Proxima Centauri: “Insanely big” eruption does not bode well for planets


On the star closest to the Sun, Proxima Centauri, eruptions a hundred times as powerful as the Sun’s strongest could be common. Such an “insanely large” eruption was observed by five different instruments two years ago, as the responsible researchers explain. The analysis of this immense outbreak could also have consequences for the search for extraterrestrial life, they say. The eruption lasted only seven seconds, but made the star 14,000 times brighter in the ultraviolet spectrum. In order to survive that, life would have to look very different there than on earth.
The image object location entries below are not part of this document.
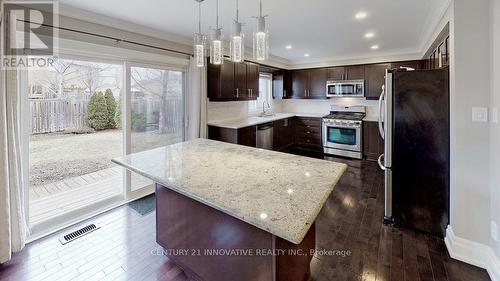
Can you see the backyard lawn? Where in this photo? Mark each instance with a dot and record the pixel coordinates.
(57, 156)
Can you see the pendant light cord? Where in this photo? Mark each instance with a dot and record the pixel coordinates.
(237, 12)
(217, 14)
(199, 17)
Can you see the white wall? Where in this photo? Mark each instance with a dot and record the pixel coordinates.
(239, 109)
(470, 86)
(323, 106)
(234, 110)
(495, 128)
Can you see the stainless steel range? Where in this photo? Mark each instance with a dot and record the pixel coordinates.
(343, 131)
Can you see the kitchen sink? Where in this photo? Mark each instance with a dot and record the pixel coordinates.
(266, 115)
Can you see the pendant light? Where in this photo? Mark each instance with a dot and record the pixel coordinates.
(237, 44)
(216, 48)
(260, 37)
(199, 41)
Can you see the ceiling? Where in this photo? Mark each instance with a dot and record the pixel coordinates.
(325, 29)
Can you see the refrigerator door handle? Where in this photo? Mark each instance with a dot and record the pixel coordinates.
(379, 160)
(380, 117)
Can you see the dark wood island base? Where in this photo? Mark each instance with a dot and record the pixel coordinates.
(211, 245)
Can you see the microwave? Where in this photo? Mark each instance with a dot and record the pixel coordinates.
(343, 88)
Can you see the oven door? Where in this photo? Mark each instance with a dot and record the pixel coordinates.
(339, 136)
(345, 90)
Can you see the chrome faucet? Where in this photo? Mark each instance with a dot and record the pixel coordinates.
(264, 107)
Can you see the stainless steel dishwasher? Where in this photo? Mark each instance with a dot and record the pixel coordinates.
(265, 136)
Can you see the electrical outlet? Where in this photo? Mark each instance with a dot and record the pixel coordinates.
(494, 115)
(494, 231)
(479, 114)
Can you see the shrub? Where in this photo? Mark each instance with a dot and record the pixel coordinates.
(78, 131)
(118, 115)
(139, 122)
(111, 108)
(97, 112)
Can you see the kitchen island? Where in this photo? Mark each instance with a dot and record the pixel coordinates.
(231, 212)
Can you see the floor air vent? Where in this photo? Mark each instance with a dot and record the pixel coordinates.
(78, 233)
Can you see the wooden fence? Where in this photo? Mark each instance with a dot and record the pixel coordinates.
(56, 115)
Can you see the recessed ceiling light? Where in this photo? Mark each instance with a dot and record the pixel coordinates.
(360, 15)
(369, 35)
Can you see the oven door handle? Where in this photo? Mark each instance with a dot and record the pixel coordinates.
(381, 101)
(379, 160)
(355, 127)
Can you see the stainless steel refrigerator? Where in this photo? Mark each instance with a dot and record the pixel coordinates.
(414, 121)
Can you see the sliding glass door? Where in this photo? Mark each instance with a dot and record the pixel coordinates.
(72, 134)
(156, 107)
(81, 113)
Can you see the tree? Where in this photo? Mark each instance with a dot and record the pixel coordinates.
(97, 112)
(154, 82)
(111, 108)
(118, 115)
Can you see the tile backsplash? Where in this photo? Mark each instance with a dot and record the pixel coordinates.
(242, 109)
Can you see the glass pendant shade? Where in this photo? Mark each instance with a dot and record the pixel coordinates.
(216, 47)
(260, 40)
(199, 49)
(237, 46)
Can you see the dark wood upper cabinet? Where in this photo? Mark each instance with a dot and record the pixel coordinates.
(278, 85)
(415, 64)
(241, 80)
(309, 84)
(233, 81)
(221, 81)
(317, 83)
(252, 77)
(300, 80)
(282, 84)
(374, 79)
(335, 73)
(356, 72)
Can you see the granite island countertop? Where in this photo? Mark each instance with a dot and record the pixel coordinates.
(277, 192)
(256, 120)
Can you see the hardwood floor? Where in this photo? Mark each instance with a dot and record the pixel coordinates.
(351, 223)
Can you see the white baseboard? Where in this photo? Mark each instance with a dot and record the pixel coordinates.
(473, 253)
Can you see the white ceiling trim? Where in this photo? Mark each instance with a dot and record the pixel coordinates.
(96, 18)
(431, 24)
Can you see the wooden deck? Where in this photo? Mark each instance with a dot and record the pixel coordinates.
(55, 199)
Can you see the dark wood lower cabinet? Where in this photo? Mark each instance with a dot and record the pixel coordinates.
(283, 134)
(301, 132)
(308, 133)
(244, 136)
(183, 224)
(373, 144)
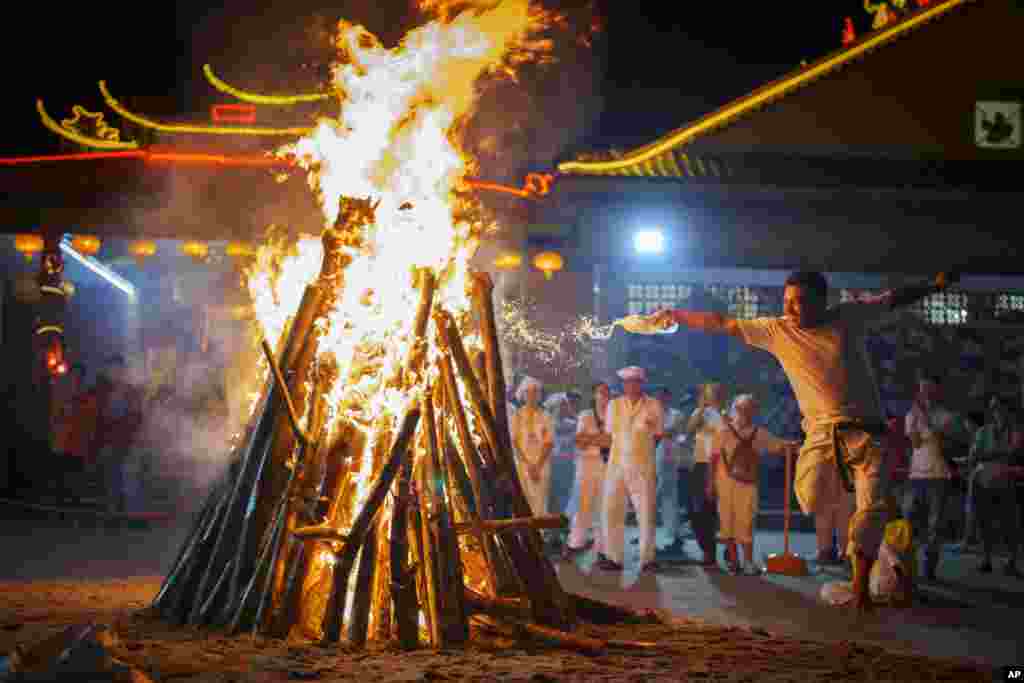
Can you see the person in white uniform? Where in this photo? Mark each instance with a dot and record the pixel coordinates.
(735, 483)
(704, 424)
(534, 437)
(822, 351)
(668, 464)
(635, 421)
(593, 445)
After powerful eruptions had previously been observed at the star, which is only four light-years away, the researchers working with Meredith MacGregor from the University of Colorado aimed nine different telescopes simultaneously at Proxima Centauri for a total of 40 hours. These included the Hubble Space Telescope, the giant ALMA (Atacama Large Millimeter / submillimeter Array) from the European Southern Observatory (ESO) and even the exoplanet hunter TESS (Transiting Exoplanet Survey Satellite) from NASA. Five of them could have observed the massive outbreak on May 1, 2019, and so a whole range of spectra came together. The study is now published in the Astrophysical Journal Letters presented.

The outbreak was therefore not recognizable in visible light, but mainly in the UV and radio spectrum. All in all, the eruption was about win hundred times as strong as the strongest in the sun. Over time, such eruptions could blow away a planet’s atmosphere, exposing possible life forms to deadly radiation, the statement said. Proxima Centauri exoplanets – two of which have been discovered so far – would not be exposed to such an eruption once a century, but at least once a day or even several times a day. Other outbreaks have also been observed and the team believes further surprises are possible.

As the star closest to the Sun, Proxima Centauri has long been a preferred destination for astronomy. As a red dwarf star, it belongs to the most common class of stars in the Milky Way by far. But red dwarfs are also particularly active, the researchers now explain. That doesn’t bode well for exoplanets there. “If there is life on the planet that orbits Proxima Centauri most closely, it would have to look very different from everything we know of the earth,” MacGregor classifies the knowledge: “It would be pretty difficult for a person on this planet.” Proxima Centauri was last in the spotlight in December when a mysterious signal was discovered there that is currently being analyzed.